Cuando se sientan posiciones

ANDRES MAURICIO MUÑOZ

@AndresMauri_Mun

Este sábado, pese a que tuve un día atiborrado de reunio­nes, pude presenciar un hecho en cierta forma cotidiano pero también un poco insólito. Como tenía un espacio de trein­ta minutos entre una reunión y otra, decidí salir corriendo a hacer una diligencia bancaria. Entonces me vi trotando por la calle como si alguien corriera tras de mí para azararme más el día. Cuando llegué al banco me reconfortó ver poca gente; es de­cir, no más de diez personas, que esperaban turnos para trámites en diferentes ventanillas.

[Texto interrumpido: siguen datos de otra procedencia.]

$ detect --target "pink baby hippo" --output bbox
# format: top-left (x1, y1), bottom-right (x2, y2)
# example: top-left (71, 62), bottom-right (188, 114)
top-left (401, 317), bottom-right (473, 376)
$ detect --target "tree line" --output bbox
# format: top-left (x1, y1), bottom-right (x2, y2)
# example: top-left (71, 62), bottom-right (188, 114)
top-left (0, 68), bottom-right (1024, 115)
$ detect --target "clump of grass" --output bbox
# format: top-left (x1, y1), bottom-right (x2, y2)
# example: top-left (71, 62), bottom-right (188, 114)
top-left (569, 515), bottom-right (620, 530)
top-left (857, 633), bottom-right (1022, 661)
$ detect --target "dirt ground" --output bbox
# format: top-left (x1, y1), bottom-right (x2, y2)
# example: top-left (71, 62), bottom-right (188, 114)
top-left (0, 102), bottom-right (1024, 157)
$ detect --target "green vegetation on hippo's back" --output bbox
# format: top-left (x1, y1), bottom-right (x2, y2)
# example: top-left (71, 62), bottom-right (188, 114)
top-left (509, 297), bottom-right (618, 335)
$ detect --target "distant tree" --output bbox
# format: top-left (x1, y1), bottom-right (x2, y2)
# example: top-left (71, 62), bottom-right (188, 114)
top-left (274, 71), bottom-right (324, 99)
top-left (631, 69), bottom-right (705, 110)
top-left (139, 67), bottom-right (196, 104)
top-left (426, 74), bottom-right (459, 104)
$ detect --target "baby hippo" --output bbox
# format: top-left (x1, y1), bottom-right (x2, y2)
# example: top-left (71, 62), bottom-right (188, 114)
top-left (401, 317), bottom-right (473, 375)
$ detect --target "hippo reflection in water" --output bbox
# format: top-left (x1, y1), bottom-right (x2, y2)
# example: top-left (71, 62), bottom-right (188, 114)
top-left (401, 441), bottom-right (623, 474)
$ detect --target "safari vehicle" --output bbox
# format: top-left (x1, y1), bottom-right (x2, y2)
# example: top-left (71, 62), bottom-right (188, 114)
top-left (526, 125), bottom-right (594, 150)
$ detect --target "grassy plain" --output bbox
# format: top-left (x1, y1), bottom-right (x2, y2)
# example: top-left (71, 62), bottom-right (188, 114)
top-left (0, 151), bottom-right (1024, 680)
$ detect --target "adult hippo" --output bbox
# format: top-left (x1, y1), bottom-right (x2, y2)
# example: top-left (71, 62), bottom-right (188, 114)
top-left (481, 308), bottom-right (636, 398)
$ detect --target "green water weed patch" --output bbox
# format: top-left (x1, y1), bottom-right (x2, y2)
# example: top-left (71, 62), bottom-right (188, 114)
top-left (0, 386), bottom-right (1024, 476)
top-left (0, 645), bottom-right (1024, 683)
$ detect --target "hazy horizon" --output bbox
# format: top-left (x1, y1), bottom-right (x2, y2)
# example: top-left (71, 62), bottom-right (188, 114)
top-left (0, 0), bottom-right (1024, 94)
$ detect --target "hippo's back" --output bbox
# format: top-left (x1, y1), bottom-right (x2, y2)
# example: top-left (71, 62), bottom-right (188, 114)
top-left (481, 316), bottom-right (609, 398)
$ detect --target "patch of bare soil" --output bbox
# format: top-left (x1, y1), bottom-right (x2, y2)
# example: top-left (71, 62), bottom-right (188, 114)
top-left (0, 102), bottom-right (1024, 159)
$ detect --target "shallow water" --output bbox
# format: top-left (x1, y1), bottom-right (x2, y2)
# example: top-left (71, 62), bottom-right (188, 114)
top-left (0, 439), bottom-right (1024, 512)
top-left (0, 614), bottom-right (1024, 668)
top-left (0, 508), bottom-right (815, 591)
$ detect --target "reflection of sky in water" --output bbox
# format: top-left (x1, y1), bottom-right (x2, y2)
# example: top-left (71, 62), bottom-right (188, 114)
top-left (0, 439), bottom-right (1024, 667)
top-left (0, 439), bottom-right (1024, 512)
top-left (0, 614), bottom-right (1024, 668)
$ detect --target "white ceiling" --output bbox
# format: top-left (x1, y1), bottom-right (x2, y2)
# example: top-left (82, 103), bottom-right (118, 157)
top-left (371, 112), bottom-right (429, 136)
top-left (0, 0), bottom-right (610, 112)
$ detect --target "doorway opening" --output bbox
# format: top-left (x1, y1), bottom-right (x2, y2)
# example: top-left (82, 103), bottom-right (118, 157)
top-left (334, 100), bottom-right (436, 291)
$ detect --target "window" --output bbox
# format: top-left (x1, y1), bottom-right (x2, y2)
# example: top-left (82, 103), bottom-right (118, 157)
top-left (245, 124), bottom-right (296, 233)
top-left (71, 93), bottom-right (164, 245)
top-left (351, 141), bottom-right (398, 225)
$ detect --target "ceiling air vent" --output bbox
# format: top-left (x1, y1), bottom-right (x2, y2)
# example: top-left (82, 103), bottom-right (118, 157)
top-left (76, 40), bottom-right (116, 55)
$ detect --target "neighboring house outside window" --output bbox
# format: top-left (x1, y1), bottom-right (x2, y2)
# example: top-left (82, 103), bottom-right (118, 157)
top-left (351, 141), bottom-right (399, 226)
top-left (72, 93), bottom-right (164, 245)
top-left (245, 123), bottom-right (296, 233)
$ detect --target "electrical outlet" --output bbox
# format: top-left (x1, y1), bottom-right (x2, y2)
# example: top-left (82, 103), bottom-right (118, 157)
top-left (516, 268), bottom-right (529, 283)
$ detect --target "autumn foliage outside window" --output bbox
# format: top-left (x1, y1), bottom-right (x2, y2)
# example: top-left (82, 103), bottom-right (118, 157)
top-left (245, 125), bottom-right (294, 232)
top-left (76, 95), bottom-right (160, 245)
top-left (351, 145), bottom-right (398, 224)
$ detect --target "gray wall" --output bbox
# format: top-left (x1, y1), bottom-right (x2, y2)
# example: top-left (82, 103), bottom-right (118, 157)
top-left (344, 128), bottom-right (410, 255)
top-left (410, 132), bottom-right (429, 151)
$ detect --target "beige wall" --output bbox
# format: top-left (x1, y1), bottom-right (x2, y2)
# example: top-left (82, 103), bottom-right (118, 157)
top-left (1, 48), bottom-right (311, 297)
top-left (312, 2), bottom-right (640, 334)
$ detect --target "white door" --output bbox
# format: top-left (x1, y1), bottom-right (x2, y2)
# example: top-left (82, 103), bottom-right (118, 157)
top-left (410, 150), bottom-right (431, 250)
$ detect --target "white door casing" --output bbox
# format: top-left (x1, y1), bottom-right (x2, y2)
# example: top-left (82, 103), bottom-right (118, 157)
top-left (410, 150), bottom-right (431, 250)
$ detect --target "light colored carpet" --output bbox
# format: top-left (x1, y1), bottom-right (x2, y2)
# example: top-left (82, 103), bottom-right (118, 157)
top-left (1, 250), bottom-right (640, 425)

Una de las personas era un hombre de gorra que de seguro acababa de cruzar los treinta años. También había dos señoras más que discutían en voz baja por un asunto familiar, una disputa con un tío que jamás habían logrado dirimir. Entonces saqué mi telé­fono para ver de qué me había perdido mientras corría, si había algún acontecimiento en redes so­ciales que demandara mi atención o algún video viral que mereciera ser compartido. Unos minutos después, cuando comenzaba a angustiarme un poco el hecho de que mi turno no llegaba, entraron unos policías. Una oficial se me acercó y me pidió que no mirara el teléfono; es por seguridad, acla­ró, para después darse la vuelta y caminar alrededor de la oficina. Las señoras del asunto familiar irresoluble no siguieron discu­tiendo, como si la presencia de los uniformados hubiera por fin zan­jado el asunto. Otro oficial miró alternativamente hacia las cajas y a las personas que estábamos ahí sentados, condenados a la absolu­ta inactividad; entonces, después de hacer un gesto de desdén, clavó su mirada en el tipo de la gorra. Caballero, me hace el favor y me colabora con la gorra; entonces el caballero arrugó las cejas, des­concertado. Luego balbuceó una respuesta que no pude entender. Acto seguido el oficial repitió con más énfasis su petición, a lo que el hombre contestó que no se la iba a quitar porque le parecía un requerimiento absurdo. Los tres oficiales, porque llegó uno más a sumarse, después de rodearlo le explicaron que eran políticas de seguridad del banco, cuyo objetivo era el de garantizar que las cáma­ras registraran sin ningún proble­ma los rostros de las personas. Por si pasa algo, caballero, mencionó la oficial, se consultan los videos y las cachuchas impiden buena visi­bilidad. El tipo siguió explicando que no se la quitaría, porque la go­rra era parte de su indumentaria, porque no tenía sentido, porque llevaba varios años como cliente y esto jamás había representado ningún tipo de problema.

Uno de los oficiales, molesto, le advirtió que estaba entrando en desacato, que reconsiderara su posición; entonces el hombre se quitó por un par de segundos la gorra, miró hacia todos lados y después comentó que ya todas las cámaras habían registrado su rostro en detalle, en caso de ocurrir algo podrían identificar­lo. Pero los oficiales, aferrados al otro extremo del absurdo al que se aferraba el hombre, insistían en que todo el tiempo de perma­nencia en la oficina requería no llevar la gorra puesta; para que las cámaras lo registren todo el tiem­po, caballero, explicaban exaspe­rados. Entonces el hombre se giró su cachucha para que la visera quedara hacia atrás; luego abrió los brazos en señal de compla­cencia. Pero los oficiales se sin­tieron desafiados y comenzaron a perder los estribos. En ese mo­mento eran cinco, que parecían contener el impulso de arrojarse y someterlo. Pero esa contención fue débil y se abalanzaron sobre él como si se tratara de un terrorista. Hubo forcejeo, gritos de la gente. Después la subgerente consideró prudente salir de su cubículo y les espetó a los oficiales que esa no era una medida de seguridad del banco, que ahí sí era permitido portar gorras y cachuchas. Pero los oficiales no escuchaban, ocu­pados como estaban en someter al hombre y sacarlo a rastras.

Todo esto me llevó a pensar en lo ilógico que se ve todo des­de la barrera; quiero decir que cuando se asumen posturas ra­dicales, cuando se sientan posi­ciones, no nos damos cuenta del momento en que cruzamos el umbral del absurdo, perdemos la noción de aquella zona vacía que dejamos en el medio, entre las diferentes perspectivas. Y ahí me quedé un rato, sin importar mi reunión, sin que nada más me perturbara el día.